Cette maison de 200 ans a été « déplacée » de la province de l’Anhui. « C’est la première maison de l’Anhui « transportée » à Beijing », dit le patron, Zhang Haoming. En Chine, les constructions de ce style jouissent d’une grande réputation.
En octobre 2003, Zhang, qui avait l’intention d’ouvrir un restaurant, a entendu dire que quelqu’un avait transporté de l’Anhui une maison ancienne démolie. Il est allé la voir. Il n’a vu qu’un tas de morceaux de bois vieux et noirs étendus sur 50 à 60 m. À ses yeux, ce n’était que du bois de chauffage.
Le marchand d’antiquités lui a dit que ce bois pourrait reconstituer une très belle maison. Zhang ne l’a pas cru. Le marchand a disposé les socles de colonnes sculptés selon le modèle de l’ancienne maison, ce qui a permis de voir en gros la superficie et la structure de la maison. Alors, Zhang a repris confiance.
Quand le marchand s’est dit prêt à signer un contrat selon lequel « si le résultat de la restauration de la maison ancienne n’était pas idéal, le prix de vente serait totalement remboursé », Zhang a décidé finalement d’acheter ce bois.

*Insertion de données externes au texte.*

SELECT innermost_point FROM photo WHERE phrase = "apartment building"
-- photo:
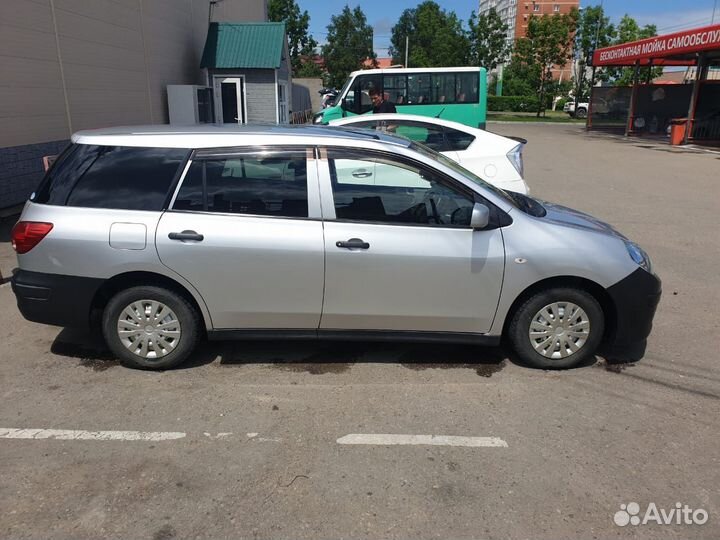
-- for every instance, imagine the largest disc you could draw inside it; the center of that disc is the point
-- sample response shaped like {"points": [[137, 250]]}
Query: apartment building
{"points": [[516, 14]]}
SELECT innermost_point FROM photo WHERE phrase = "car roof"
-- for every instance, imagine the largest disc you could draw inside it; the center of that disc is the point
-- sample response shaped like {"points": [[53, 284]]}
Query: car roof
{"points": [[216, 136], [479, 133]]}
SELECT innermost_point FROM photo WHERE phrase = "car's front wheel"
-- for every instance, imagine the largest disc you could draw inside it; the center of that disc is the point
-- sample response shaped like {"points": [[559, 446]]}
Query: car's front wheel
{"points": [[150, 327], [557, 328]]}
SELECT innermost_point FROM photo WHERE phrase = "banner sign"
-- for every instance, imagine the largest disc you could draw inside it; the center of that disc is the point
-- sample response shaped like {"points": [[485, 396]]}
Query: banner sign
{"points": [[689, 41]]}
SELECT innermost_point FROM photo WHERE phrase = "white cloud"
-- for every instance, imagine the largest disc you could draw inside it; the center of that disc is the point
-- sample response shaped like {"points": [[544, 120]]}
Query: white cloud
{"points": [[669, 22]]}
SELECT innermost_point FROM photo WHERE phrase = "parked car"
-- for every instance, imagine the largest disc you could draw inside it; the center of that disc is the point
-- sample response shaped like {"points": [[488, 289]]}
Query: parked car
{"points": [[163, 235], [494, 158], [581, 112]]}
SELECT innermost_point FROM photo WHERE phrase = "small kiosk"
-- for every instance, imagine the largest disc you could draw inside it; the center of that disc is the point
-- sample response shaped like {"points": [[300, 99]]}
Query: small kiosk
{"points": [[690, 112]]}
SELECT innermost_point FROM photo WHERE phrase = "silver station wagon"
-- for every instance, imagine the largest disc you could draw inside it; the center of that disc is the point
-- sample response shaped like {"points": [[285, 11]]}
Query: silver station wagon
{"points": [[161, 236]]}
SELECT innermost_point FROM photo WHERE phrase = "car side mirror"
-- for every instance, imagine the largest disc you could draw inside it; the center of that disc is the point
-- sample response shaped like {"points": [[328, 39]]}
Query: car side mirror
{"points": [[480, 216]]}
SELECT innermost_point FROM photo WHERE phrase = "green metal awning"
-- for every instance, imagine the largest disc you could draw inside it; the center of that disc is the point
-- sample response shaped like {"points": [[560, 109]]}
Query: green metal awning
{"points": [[244, 45]]}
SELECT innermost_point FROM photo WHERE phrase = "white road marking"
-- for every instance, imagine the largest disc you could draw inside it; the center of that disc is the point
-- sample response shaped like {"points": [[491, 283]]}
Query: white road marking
{"points": [[384, 439], [80, 435], [221, 435]]}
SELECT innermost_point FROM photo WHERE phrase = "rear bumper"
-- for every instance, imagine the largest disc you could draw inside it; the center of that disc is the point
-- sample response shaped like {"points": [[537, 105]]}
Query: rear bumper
{"points": [[55, 299], [636, 299]]}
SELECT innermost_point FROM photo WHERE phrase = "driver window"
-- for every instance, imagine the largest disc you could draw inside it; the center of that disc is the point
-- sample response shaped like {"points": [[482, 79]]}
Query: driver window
{"points": [[361, 102], [379, 189]]}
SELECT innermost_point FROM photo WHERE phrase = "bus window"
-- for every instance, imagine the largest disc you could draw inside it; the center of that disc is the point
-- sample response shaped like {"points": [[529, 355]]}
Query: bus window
{"points": [[358, 99], [395, 86], [444, 88], [467, 88], [419, 88]]}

Durant l’année de restauration, Zhang a invité l’un après l’autre cinq concepteurs venus de Beijing, de Hongkong, de Shenzhen, de Corée du Sud et de France. Ils ont proposé divers projets, mais leur conception finale revenait toujours au modèle original. « Voilà le charme de la construction de l’Anhui d’il y a plus de 200 ans », dit Zhang.

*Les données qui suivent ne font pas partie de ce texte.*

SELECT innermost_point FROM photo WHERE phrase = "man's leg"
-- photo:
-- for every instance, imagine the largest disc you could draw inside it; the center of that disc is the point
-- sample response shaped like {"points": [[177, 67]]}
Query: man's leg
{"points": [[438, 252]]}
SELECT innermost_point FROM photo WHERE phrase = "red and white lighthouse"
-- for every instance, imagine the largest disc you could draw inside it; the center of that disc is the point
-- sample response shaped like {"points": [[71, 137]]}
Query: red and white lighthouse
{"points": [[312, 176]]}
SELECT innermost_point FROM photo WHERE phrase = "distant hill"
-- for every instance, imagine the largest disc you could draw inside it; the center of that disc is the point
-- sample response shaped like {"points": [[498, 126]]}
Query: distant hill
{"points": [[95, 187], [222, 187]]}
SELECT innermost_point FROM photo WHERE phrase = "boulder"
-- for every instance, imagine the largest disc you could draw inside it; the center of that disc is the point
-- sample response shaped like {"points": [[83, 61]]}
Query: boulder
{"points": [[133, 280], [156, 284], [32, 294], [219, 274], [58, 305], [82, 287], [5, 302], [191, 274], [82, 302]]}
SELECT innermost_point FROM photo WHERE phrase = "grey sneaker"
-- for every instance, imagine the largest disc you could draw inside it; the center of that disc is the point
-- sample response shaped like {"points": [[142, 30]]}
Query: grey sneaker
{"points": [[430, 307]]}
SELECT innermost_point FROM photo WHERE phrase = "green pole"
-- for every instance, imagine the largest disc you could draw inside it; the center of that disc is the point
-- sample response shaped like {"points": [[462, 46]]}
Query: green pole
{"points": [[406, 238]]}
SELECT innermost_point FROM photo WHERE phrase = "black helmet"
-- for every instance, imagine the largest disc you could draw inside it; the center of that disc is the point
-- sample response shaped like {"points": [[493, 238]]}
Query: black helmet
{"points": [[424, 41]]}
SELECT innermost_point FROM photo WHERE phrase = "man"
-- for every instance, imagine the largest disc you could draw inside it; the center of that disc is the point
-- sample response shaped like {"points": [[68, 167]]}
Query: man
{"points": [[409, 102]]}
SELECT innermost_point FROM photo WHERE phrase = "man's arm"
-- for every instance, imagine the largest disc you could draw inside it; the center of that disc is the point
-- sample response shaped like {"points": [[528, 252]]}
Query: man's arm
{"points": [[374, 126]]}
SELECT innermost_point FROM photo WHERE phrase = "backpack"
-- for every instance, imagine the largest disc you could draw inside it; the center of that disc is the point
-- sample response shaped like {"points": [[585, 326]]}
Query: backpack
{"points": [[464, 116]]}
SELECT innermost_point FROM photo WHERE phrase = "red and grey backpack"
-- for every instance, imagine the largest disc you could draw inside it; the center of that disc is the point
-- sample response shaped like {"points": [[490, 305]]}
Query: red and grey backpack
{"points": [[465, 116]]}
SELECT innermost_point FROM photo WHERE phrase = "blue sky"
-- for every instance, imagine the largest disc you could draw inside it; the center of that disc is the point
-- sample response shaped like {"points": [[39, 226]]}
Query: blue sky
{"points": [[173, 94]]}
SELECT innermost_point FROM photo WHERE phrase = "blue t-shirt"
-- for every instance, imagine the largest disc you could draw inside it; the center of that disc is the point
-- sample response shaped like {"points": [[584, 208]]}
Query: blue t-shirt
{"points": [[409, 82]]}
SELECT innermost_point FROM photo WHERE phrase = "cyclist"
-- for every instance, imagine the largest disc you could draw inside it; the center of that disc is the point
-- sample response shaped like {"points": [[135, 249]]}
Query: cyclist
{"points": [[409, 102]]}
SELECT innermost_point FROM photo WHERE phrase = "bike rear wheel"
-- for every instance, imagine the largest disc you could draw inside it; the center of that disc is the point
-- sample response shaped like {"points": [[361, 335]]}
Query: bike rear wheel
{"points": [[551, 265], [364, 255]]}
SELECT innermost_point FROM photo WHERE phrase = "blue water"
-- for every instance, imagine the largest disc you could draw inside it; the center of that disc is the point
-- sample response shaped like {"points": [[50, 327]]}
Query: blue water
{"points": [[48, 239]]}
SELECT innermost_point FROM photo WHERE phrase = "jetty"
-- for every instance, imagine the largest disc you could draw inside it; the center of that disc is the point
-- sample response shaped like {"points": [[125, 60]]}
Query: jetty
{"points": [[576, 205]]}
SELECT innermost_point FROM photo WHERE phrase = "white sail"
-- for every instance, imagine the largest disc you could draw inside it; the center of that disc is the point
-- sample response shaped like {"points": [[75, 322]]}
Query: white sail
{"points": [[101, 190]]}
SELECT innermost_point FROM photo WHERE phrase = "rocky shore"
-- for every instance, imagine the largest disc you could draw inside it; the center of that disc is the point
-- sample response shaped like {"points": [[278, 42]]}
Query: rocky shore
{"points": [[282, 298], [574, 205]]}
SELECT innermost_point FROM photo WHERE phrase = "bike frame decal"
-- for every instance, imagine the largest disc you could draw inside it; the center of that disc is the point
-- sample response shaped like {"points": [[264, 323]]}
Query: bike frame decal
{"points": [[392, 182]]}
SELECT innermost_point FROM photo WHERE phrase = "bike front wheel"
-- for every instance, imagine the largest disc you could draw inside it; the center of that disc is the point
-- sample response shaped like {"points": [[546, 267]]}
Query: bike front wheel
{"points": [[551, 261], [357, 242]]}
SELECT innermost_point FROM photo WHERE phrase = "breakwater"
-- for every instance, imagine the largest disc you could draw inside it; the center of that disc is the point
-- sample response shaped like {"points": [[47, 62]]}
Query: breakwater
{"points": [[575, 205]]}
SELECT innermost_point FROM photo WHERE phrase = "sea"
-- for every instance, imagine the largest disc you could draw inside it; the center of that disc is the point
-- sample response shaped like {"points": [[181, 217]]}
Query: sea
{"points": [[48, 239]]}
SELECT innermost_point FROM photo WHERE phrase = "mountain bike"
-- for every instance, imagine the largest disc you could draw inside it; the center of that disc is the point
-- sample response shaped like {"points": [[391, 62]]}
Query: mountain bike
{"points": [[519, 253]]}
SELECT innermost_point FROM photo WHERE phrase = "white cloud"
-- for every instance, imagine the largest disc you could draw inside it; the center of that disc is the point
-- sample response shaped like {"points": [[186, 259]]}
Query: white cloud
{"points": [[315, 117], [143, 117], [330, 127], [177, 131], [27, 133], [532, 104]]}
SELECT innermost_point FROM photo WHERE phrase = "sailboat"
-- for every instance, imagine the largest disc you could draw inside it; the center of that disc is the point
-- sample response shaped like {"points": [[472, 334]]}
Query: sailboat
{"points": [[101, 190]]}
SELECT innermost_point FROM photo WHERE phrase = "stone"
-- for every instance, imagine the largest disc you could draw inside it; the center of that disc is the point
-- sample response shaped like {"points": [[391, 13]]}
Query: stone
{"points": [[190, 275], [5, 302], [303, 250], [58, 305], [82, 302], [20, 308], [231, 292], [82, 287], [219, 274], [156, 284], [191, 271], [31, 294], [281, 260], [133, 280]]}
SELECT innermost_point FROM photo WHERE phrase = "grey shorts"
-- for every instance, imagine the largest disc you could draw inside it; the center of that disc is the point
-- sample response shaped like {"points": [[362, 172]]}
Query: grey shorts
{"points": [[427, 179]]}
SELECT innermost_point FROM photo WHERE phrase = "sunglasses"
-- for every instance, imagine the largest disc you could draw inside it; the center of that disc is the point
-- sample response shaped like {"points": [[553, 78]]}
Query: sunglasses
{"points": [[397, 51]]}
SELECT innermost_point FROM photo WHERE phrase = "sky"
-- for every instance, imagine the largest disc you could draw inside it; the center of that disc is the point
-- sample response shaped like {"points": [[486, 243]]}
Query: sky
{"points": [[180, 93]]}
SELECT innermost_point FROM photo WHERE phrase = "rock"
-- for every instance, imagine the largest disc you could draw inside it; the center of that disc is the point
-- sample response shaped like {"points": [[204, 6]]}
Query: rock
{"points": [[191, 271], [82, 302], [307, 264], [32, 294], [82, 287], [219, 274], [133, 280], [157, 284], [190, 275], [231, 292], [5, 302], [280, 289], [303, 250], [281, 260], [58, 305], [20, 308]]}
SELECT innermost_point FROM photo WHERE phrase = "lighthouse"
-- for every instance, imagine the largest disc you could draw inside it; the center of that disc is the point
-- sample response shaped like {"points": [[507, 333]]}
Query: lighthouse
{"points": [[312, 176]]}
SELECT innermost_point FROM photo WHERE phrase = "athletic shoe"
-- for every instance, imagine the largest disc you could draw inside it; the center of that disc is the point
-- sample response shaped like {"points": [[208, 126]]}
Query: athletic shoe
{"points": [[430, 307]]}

Le restaurant n’est pas encore ouvert, mais Zhang n’a aucun doute sur la rentabilité et l’avenir de son établissement.
Les constructions traditionnelles diffèrent des bijoux, des peintures et calligraphies anciennes et des curiosités. Elles ont une valeur pratique. Elles ont été négligées des collectionneurs pendant longtemps. Aujourd’hui, elles commencent à servir les consommateurs. « La valeur des antiquités collectionnées réside dans leur rareté et celle des objets traditionnels servant la consommation publique se traduit dans son symbolisme », indique Cao Hongpei, rédactrice au China News Service.
Peu après le début de la restauration de Zhang Haoming, le marché Hehua situé à Shichahai, au centre de Beijing, a été transformé en une rue piétonne et le long de laquelle se rangent une dizaine de restaurants et bars de style traditionnel chinois. Même Starbucks Coffee, toujours de couleur verte, est décoré de piliers rouges et a un mur blanc de style typiquement traditionnel chinois.

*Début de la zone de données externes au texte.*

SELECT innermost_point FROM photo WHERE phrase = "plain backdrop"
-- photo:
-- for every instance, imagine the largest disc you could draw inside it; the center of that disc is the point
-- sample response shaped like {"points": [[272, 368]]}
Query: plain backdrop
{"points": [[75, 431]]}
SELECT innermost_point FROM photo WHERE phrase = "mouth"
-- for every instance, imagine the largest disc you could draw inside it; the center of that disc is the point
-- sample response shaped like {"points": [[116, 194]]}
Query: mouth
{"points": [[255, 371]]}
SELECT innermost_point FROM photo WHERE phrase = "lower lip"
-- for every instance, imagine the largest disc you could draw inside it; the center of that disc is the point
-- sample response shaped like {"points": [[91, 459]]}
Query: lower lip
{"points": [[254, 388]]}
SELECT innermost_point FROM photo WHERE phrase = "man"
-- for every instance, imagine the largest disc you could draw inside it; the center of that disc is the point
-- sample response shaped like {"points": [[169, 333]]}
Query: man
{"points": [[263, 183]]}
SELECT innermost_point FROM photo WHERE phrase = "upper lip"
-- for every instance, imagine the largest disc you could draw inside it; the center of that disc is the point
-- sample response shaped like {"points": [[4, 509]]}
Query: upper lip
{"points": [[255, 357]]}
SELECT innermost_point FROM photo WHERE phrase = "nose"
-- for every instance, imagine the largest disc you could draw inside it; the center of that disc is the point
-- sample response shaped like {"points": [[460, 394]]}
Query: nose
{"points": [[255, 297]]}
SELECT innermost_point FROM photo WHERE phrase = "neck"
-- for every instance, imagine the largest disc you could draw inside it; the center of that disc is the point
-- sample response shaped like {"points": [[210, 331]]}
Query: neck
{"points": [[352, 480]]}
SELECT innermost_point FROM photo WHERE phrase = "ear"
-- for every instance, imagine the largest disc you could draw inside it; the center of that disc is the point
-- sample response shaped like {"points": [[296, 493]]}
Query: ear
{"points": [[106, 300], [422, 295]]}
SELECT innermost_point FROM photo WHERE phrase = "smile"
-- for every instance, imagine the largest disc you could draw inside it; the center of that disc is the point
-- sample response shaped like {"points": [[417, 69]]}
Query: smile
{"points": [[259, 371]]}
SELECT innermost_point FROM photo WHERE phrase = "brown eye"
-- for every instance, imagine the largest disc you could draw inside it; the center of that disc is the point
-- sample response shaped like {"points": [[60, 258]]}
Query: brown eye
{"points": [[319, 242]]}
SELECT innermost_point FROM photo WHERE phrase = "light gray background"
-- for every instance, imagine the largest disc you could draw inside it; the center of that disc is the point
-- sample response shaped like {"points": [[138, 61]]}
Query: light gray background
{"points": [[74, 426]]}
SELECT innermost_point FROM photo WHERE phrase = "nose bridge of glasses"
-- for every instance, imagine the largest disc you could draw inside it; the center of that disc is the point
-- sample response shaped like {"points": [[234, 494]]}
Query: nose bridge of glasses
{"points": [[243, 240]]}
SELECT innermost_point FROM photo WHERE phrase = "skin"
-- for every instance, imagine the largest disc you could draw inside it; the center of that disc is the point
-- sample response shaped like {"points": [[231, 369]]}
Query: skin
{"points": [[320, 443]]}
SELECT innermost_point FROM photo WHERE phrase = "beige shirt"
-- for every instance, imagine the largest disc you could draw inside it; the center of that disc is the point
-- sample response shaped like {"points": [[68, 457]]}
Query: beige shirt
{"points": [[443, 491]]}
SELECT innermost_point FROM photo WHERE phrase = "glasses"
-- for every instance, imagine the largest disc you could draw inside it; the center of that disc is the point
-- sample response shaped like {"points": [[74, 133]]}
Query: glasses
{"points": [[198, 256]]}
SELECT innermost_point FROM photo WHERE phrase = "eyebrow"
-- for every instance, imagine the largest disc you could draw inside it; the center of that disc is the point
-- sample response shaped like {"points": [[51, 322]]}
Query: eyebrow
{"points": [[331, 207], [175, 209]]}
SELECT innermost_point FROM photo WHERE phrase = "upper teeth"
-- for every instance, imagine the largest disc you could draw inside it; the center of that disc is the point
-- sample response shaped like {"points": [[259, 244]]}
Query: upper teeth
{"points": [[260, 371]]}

Selon un responsable du comité de protection de la zone culturelle historique de Shichahai, toutes les boutiques de la zone doivent avoir une apparence traditionnelle chinoise. « En 2004, nous avons vérifié les boutiques existantes, et avons demandé aux propriétaires de les transformer selon le modèle traditionnel. Pour les nouvelles boutiques à construire, le projet doit être conforme à l’environnement de la zone protégée, et le style moderne ne sera pas accepté », dit-il. Actuellement, il y a ici une centaine de boutiques dont plus de 60 % de style traditionnel chinois.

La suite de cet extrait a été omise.